From the second the 1940’s western music (how artsy) warbled over the hand-scribbled title cards (so original) it brought back every horrifying moment of that wasted afternoon in 2009. From the painfully long opening scene where Christoph Waltz drinks milk before massacring some hiding Jews to the completely unnecessary detour where Waltz talks about strudel for 10 minutes, it all came flooding back like a long-repressed nightmare. Basterds (it never gets old), like every other Tarantino film, suffers from the over-inflated ego of the wannabe auteur from behind the camera. Where story, characters, themes and common decency are swept aside in order to show how clever the director is. And for the record, I fail to see how long, meandering dialogue scenes intercut with scenes of violence so grotesque it would make the creepy guy from Saw say “take it down a notch” qualifies as innovative filmmaking. It’s the artistic equivalent of doing your taxes and getting punched in the gut every 15 minutes except it gets Tarantino Oscars and gives Harvey Weinstein heart palpitations. 

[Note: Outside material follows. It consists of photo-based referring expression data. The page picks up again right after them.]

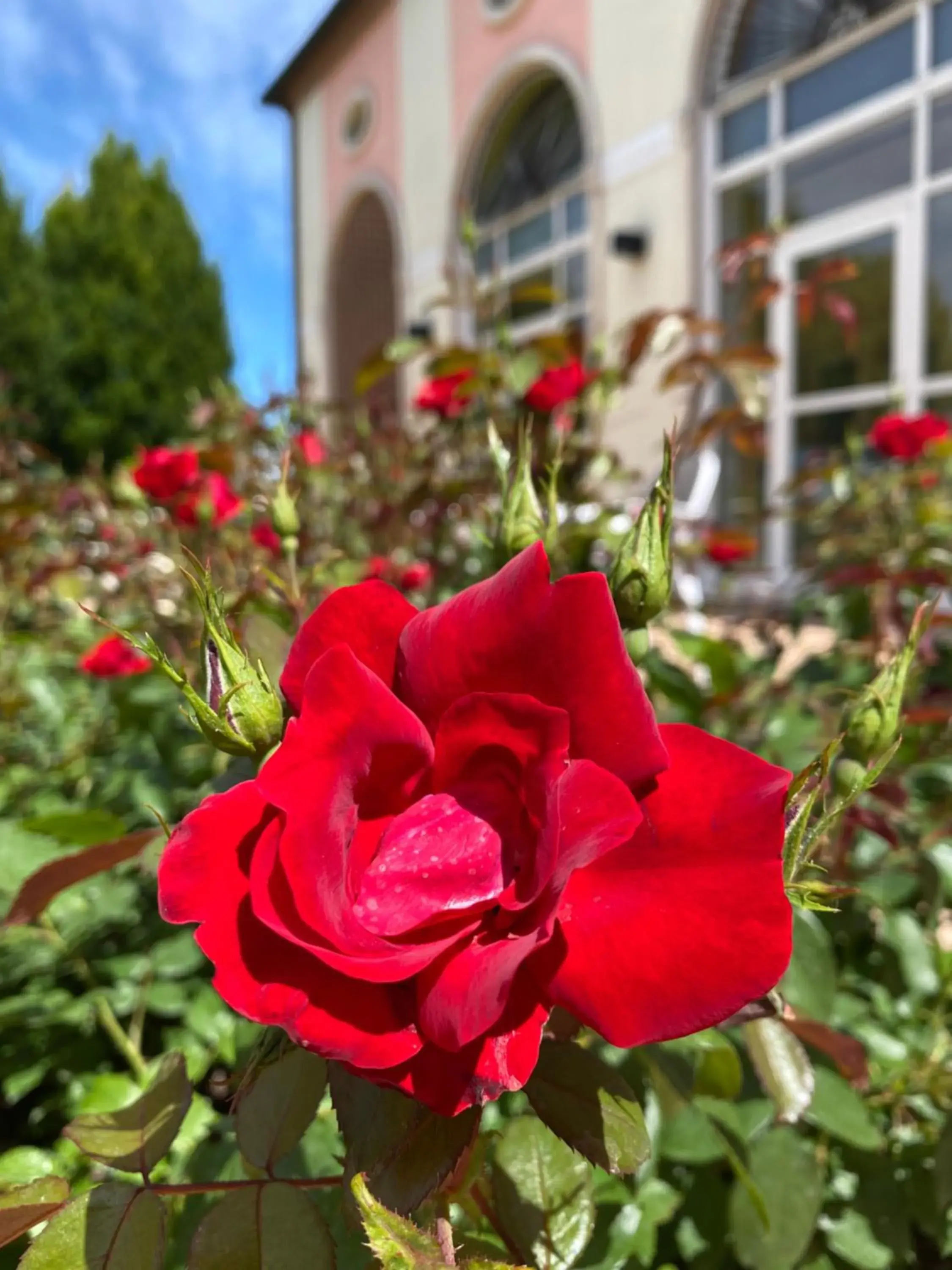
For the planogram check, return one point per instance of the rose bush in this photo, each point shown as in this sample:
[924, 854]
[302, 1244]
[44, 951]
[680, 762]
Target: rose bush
[474, 814]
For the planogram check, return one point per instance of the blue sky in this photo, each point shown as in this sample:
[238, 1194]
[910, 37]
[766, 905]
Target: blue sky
[182, 79]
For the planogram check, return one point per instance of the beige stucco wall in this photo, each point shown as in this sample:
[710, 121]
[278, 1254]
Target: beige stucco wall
[313, 230]
[643, 65]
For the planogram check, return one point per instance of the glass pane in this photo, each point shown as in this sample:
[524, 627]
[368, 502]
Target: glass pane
[771, 31]
[743, 210]
[941, 155]
[938, 320]
[744, 130]
[532, 295]
[530, 237]
[577, 214]
[535, 145]
[864, 72]
[865, 166]
[848, 337]
[942, 33]
[575, 273]
[484, 258]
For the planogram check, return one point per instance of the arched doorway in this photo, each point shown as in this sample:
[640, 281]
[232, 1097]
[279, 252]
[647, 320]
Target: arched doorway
[365, 301]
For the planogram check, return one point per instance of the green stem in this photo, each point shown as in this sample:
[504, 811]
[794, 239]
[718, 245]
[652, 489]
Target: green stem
[105, 1013]
[215, 1188]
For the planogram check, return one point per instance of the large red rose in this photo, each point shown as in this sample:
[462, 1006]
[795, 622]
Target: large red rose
[475, 817]
[907, 437]
[164, 474]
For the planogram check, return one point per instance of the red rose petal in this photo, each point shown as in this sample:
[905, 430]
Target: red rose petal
[495, 1065]
[690, 922]
[436, 858]
[202, 878]
[561, 644]
[367, 619]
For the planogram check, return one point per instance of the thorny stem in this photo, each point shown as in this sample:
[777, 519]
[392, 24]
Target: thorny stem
[106, 1016]
[215, 1188]
[445, 1232]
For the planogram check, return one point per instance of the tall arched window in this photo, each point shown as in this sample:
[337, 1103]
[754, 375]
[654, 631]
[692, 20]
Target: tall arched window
[530, 204]
[834, 120]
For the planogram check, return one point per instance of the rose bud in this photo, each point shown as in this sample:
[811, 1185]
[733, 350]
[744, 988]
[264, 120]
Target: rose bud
[871, 723]
[522, 522]
[641, 573]
[243, 713]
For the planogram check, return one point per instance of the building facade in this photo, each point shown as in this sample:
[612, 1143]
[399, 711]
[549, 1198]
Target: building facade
[611, 148]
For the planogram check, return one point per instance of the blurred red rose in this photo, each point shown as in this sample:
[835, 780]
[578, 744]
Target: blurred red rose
[267, 536]
[113, 658]
[556, 387]
[474, 817]
[377, 567]
[729, 547]
[310, 447]
[446, 394]
[164, 474]
[907, 437]
[417, 576]
[214, 501]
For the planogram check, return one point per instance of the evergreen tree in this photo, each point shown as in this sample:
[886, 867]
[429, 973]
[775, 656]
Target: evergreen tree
[140, 317]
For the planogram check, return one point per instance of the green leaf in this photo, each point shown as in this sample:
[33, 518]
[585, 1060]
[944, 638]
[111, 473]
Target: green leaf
[113, 1227]
[396, 1244]
[810, 982]
[78, 828]
[542, 1194]
[405, 1150]
[791, 1182]
[591, 1107]
[135, 1138]
[782, 1065]
[690, 1138]
[853, 1240]
[917, 957]
[275, 1114]
[838, 1109]
[23, 1207]
[268, 1227]
[944, 1169]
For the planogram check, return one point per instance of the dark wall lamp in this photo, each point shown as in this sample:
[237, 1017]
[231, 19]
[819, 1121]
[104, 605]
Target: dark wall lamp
[630, 244]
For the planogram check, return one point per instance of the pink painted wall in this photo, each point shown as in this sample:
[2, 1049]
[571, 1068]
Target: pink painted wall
[479, 45]
[370, 60]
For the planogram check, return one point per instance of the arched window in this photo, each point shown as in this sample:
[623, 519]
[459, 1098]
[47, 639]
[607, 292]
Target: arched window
[531, 209]
[833, 119]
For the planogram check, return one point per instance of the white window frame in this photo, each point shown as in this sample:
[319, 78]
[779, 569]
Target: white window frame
[554, 256]
[905, 209]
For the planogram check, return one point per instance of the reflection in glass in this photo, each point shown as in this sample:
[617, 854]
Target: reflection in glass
[942, 33]
[530, 237]
[938, 291]
[871, 68]
[575, 277]
[744, 130]
[836, 356]
[864, 167]
[575, 214]
[941, 152]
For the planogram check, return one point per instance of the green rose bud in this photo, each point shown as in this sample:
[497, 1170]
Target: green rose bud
[522, 522]
[871, 723]
[285, 517]
[641, 573]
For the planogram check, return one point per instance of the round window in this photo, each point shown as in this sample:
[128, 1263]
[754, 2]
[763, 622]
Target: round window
[358, 119]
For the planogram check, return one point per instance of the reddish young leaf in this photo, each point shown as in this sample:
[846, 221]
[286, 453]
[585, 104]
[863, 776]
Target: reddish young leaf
[46, 883]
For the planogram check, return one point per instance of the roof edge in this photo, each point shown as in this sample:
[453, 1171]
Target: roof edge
[277, 94]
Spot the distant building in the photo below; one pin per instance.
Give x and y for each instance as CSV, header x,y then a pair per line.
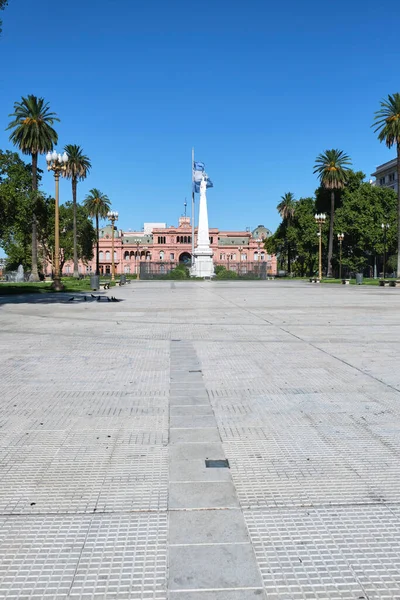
x,y
386,175
168,246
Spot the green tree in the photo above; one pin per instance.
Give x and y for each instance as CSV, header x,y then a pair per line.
x,y
287,209
332,169
97,204
78,167
85,237
17,202
387,125
33,134
360,218
3,4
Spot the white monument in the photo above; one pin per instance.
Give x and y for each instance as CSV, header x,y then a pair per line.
x,y
203,262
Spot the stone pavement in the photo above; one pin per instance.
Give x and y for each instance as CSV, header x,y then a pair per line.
x,y
108,413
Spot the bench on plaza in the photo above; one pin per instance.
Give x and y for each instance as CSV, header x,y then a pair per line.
x,y
389,282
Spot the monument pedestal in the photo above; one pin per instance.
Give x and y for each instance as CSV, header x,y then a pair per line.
x,y
203,264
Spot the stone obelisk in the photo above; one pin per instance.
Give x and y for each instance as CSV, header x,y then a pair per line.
x,y
203,262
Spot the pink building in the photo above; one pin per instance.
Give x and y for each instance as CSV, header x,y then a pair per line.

But where such cinematic self-aggrandizing is a mild annoyance in Pulp Fiction or Reservoir Dogs, it becomes far more offensive in a movie about World War II. From 1939-1945, anywhere from 50-80 million people died as a direct result of WWII which, at the time, was around 3% of the world’s population. Many of those killed were civilians. Women, children, and the elderly who had committed no crime other than being of a certain nationality, race, religion or sexual orientation. It was the greatest single source of human misery in recorded history. So what does our emotionally-stunted Tarantino do? He uses this miserable backdrop as his playground, changing history in order to play out his bizarre fantasies. It takes a special kind of narcissist to think you’re the guy who can make a movie where Hitler is killed, the good guys win and we all go home. I’m frankly shocked he didn’t make a pilgrimage to Israel with the expectation that he should be thanked for making everything all better. 
That’s not to say any WWII movie must be made with utmost reverence and pin-point historical accuracy. Charlie Chaplin’s "The Great Dictator” is a perfect example of how humor can be used to give insightful, meaningful commentary. The difference here is that Chaplin used Hitler and the Nazis to satirize the Axis Powers and comment on the danger nationalism can pose generally. What Tarantino did in Basterds, and what he always does in his movies, is use the film to highlight his own perceived brilliance.  
Thankfully Tarantino’s delusional belief that he can go back and remedy historical horrors is a one-time thing. I mean, can you imagine if he tried to do it again? Like with, say, slavery? And wrote a script where he used the n-word 113 times? That would be just crazy.